One does not give one's self away wantonly, either in senseless activity or in sexual enjoyment. Everyone is clear that "wanton" self giving is not to be defined as it might have been a decade ago when the old standards were still at least partially intact. Now only the context of our chosen life plan can give us a reference point for making this sort of decision. If, for example, you have chosen as your life model some giddy experiment, you would probably make premarital sex a foregone conclusion. But if your life model calls for some understanding of mission which you are out to build through a new image of the family, and if sex is to be a primary symbol within that family, then you may find that you have another decision on your hands

One of the reasons that the "authentic" new woman has been slow in emerging is the general cultural rejection of the power of symbols. In our haste to cast off past images, we have sometimes shorn ourselves of the mysterious power which is properly ours. Only through the understanding of the most ancient and powerful of feminine symbols will the new woman survive and kind her roots. We all have need of being in touch with the powerful

"Earth Mother" that has been handed down to us from times of prehistory. We allowed that image to become banal and benign, failing to recognize the savage sovereignty which is behind it. Ancient men knew the power of the feminine. Fate itself is named a feminine being, in which violent destructiveness is always linked with deep sustaining, nourishing power.
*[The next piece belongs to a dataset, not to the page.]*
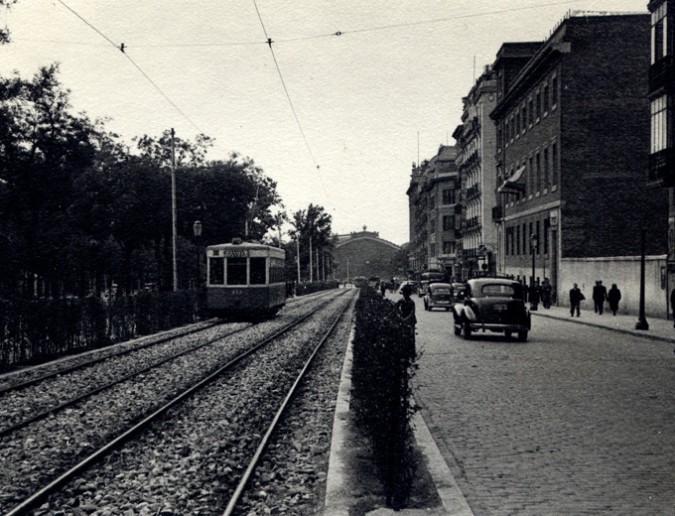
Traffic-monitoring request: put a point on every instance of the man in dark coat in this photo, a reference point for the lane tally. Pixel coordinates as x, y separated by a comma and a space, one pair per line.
576, 297
599, 297
613, 298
Both kinds of power dwell in the heart of every woman, even today when she has utterly neglected their presence.

Perhaps Albert Camus was struggling with a contemporary reinterpretation of these symbols when he wrote "The Adulterous Woman." This is the story of a beautiful woman married to a coarse, crude blacksmith. After they had been married for some years, they decided to take a trip, traveling in a nearly ruined old wagon. At dark, they stopped to spend the night in a dilapidated inn. But after retiring, the woman found that she could not sleep, and when her husband at last began to snore, she sneaked quietly out of her bed, out of the inn, out to the very edge of the desert wasteland. She climbed upon the stone wall that surrounded the town in those days, and stared quietly out into the black emptiness surrounding her. And as she looked, she experienced the sensation of being raped-raped by the future- raped by the incomprehensible power of the universe itself. She collapsed on the wall. But when she woke, she got up and crept quietly back, being careful that no one would see or hear her. And mystery of mysteries, she crawled in bed once again with her crude insensitive husband.

This is Twentieth Century Woman, the "New Woman"-the primordial enigma.

DONNA MCCLESKY is a member of the faculty of the Ecumenical Institute: Chicago, a resident community of individuals and families dedicated to the renewal of the Church in all dimensions of life. Courses are taught throughout the year in order to challenge the churched and the unchurched alike to renew their understanding of the Christian heritage, and to implement its wisdom in practical social concern. It also is involved in a tangible demonstration of its insights and methods through the experimental renewal of the immediate West Side slum area in which it is located. This article reflects some of the kind of thinking employed in one course entitled "Marriage and the Family," directed to the recovery of understanding of the family as a fundamental unit in our society.